# Will I Qualify for Immigration?



## cj23 (Apr 24, 2011)

Hi Guys,

I really want to emigrate to Vancouver from England, Im currently working as a Building and Wiring Product Support / Product Software Support Engineer. I went to University also and got a BBA. 

Do you think I have a chance of getting accepted under any of the schemes to immigrate without an offer of employment?. I have looked and cant seem to find any IT / Electrician support jobs on the skilled occupations list. 

Do I have any hope? I also have an aunt and uncle in BC thanks in advance, any help is appreciated.


----------



## Auld Yin (Mar 10, 2009)

cj23 said:


> Hi Guys,
> 
> I really want to emigrate to Vancouver from England, Im currently working as a Building and Wiring Product Support / Product Software Support Engineer. I went to University also and got a BBA.
> 
> ...


What age are you?


----------



## cj23 (Apr 24, 2011)

Auld Yin said:


> What age are you?


Im 23


----------



## cj23 (Apr 24, 2011)

Ive been searching the Working in Canada website and have found the code NOC 2282-B for a User Support Technician, do you know if this code is still applicable? or is this purely the code listed for offers of employment?

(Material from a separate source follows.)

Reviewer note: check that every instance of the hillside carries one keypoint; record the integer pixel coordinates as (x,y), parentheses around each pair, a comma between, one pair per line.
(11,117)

Edit: Just seen you need an offer of employment for this code


----------



## Auld Yin (Mar 10, 2009)

cj23 said:


> Im 23


You should be looking at:-

Work Canada | Working Holiday Canada, live and work in canada, Seasonal Jobs Canada, Jobs in Canada
and
International Experience Canada

You can come to Canada on a WHV (Working Holiday Visa) and once here you can try to qualify for more permanent visa(s).


----------